Mark Linkous, who died after shooting himself in the chest on Saturday at the age of 47, was a fragile and brilliant musician.
In 1995 he released his first album under the name Sparklehorse, called Vivadixiesubmarinetransmissionplot.
It is an astounding record, full of crackles, sparkles and some of the most heartbreaking yet life-affirming lyrics around.
It was said of John Lennon that his greatest gift was the simplicity of his words. Linkous was similarly able to capture the joy and horror of life in a few short lines.
Linkous had an enduringly unique imagination.
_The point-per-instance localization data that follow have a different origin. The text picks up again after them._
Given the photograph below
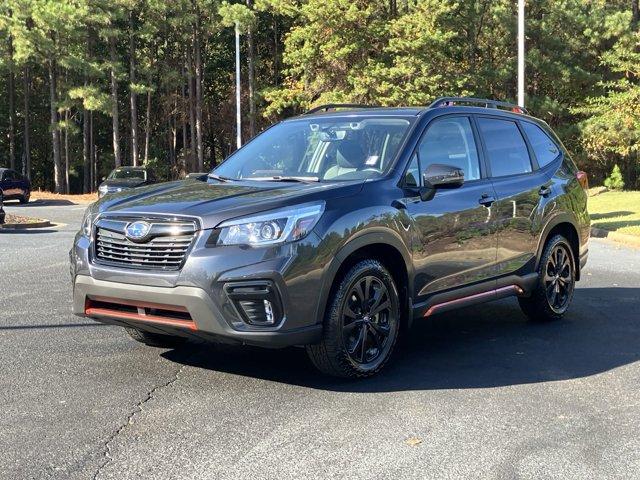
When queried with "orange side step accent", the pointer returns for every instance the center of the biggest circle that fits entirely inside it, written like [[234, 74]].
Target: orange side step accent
[[434, 308]]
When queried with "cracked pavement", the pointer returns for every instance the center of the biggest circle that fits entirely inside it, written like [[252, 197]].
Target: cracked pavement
[[484, 393]]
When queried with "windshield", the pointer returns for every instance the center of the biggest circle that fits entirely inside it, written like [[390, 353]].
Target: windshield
[[126, 173], [332, 149]]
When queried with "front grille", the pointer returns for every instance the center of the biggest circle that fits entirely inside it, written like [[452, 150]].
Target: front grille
[[165, 249]]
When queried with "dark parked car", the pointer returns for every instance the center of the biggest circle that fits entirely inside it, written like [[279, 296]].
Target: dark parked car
[[124, 178], [14, 186], [337, 229]]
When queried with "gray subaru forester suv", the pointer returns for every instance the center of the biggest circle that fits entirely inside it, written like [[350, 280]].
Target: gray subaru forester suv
[[336, 229]]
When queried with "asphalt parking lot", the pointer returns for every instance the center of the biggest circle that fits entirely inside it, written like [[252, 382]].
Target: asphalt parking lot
[[479, 393]]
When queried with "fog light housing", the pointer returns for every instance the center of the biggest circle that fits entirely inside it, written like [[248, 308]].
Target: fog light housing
[[257, 303]]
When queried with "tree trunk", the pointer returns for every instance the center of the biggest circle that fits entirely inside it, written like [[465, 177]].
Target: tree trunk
[[55, 133], [12, 108], [114, 99], [251, 77], [67, 189], [147, 128], [133, 96], [86, 152], [26, 165], [198, 65], [276, 67], [192, 112], [92, 154]]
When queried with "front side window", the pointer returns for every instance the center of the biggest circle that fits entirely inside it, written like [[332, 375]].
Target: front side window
[[449, 141], [331, 149], [545, 149], [506, 150]]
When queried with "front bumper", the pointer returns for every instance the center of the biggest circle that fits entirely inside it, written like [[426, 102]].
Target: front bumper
[[179, 310]]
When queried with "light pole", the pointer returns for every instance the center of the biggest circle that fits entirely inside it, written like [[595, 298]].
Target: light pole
[[521, 53], [238, 105]]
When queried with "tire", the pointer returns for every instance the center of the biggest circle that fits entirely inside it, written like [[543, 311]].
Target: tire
[[556, 283], [155, 339], [361, 323]]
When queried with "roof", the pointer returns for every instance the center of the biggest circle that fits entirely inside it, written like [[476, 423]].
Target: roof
[[469, 104]]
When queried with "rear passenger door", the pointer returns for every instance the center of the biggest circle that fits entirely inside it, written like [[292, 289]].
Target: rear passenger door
[[520, 189], [454, 241]]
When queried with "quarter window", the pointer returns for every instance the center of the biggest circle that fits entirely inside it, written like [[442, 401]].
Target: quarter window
[[506, 150], [449, 141], [545, 149]]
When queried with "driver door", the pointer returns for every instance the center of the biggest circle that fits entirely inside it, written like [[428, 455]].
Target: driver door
[[454, 239]]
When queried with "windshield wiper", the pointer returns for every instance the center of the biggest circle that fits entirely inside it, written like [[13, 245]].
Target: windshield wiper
[[220, 178], [279, 178]]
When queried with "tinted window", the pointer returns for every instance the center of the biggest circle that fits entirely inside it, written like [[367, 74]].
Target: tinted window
[[449, 141], [412, 175], [506, 149], [545, 149]]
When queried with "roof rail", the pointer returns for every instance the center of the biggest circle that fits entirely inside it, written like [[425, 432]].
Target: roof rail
[[487, 103], [334, 106]]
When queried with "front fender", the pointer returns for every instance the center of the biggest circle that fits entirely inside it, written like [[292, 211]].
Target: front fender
[[374, 226]]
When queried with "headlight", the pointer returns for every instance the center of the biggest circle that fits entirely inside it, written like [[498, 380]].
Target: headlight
[[87, 222], [277, 226]]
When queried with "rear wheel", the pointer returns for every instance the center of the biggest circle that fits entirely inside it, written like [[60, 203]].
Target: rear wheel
[[154, 339], [556, 282], [361, 325]]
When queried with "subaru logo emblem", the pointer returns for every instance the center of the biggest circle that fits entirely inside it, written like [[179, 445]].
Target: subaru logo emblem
[[137, 231]]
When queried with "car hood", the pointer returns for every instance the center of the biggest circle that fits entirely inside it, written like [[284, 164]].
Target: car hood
[[123, 182], [213, 202]]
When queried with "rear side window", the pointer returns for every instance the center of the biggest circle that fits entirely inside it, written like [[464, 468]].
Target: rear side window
[[506, 149], [545, 149]]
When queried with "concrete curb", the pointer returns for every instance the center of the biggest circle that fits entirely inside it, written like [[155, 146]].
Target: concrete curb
[[615, 236], [25, 226]]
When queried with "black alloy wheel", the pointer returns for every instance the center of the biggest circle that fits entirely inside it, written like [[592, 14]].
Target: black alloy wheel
[[552, 296], [558, 279], [366, 316], [361, 323]]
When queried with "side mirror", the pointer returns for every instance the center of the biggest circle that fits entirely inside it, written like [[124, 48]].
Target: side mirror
[[440, 176]]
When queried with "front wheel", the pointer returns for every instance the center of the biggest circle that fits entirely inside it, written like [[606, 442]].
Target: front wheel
[[361, 324], [556, 282]]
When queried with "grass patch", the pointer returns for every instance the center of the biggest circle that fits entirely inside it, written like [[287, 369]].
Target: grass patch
[[20, 219], [75, 199], [616, 212]]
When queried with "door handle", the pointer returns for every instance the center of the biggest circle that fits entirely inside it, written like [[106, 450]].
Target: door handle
[[486, 199], [544, 191]]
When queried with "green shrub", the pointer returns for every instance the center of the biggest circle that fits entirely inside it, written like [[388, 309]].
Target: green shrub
[[614, 181]]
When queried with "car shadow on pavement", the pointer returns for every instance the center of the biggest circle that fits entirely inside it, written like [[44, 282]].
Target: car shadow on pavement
[[492, 345]]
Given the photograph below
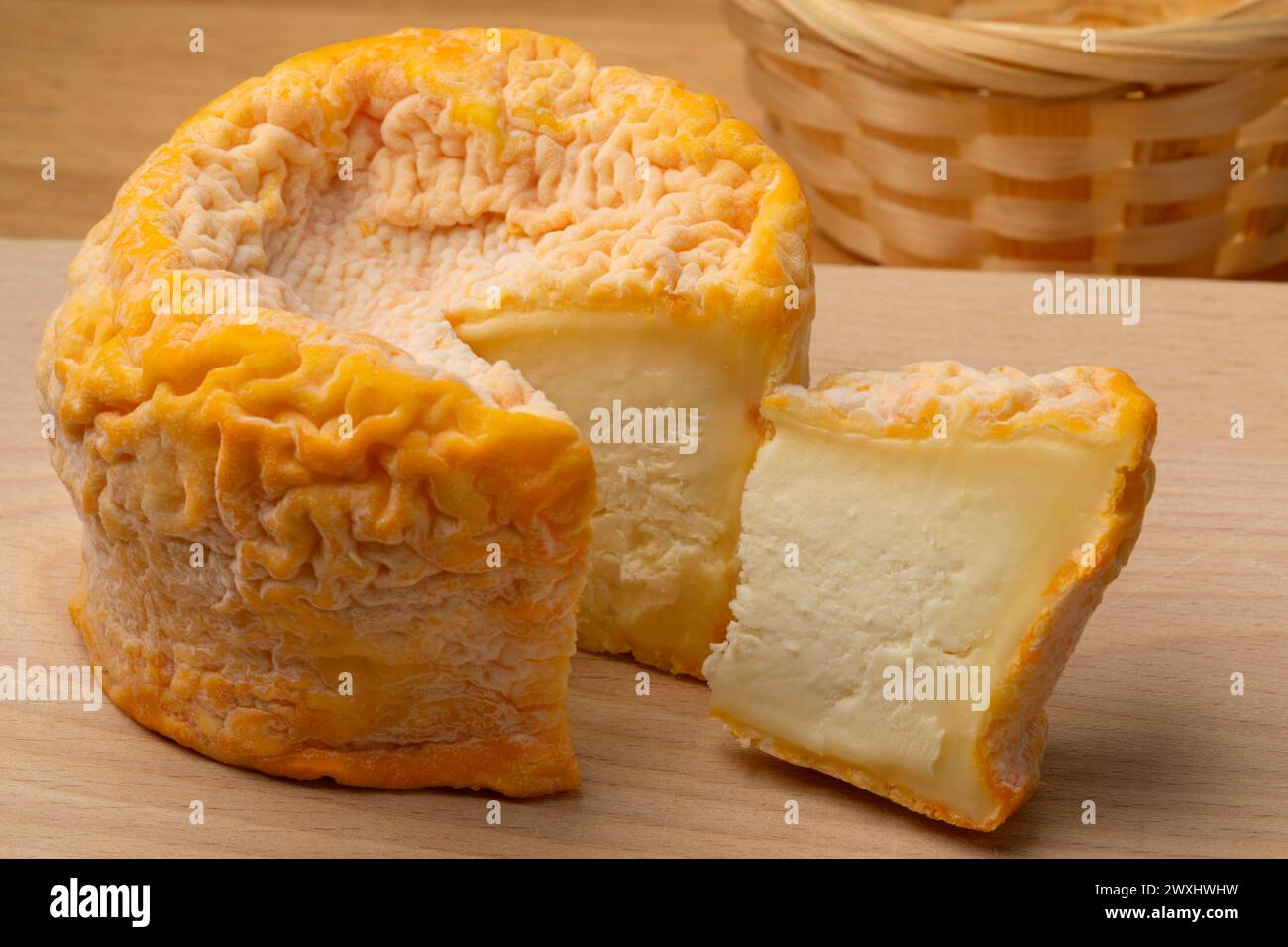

His songs could be bizarre and fascinating, populated by horses, pianos, birds, teeth, metal hands and flying pigs.
But he could also paint vivid pictures of relationships, grief and hope.
Like Mark ‘E’ Everett of Eels, Linkous’ music gave the impression his life was littered with tragedy and depression, but that he was able to cope through writing songs like Sunshine, It’s a Wonderful Life or Happy Man.
In 1996, while supporting Radiohead on tour shortly after the release of Vivadixiesubmarinetransmissionplot, Linkous overdosed on alcohol and Valium in a London hotel room.
Rendered unconscious by the combination of drugs, he collapsed with his legs pinned beneath him, and remained in that position for almost fourteen hours.
The resulting potassium build-up caused his heart to stop for several minutes after his body was lifted up.
He was left wheelchair-bound for six months, and his legs never fully regained their original strength.
He wrote about his recovery in the song St. Mary, on 1999’s Good Morning Spider, and went on to release It’s a Wonderful Life in 2001 and Dreamt for Light Years in the Belly of a Mountain in 2006.
The music world has lost one of its most unsung and possibly misunderstood figures.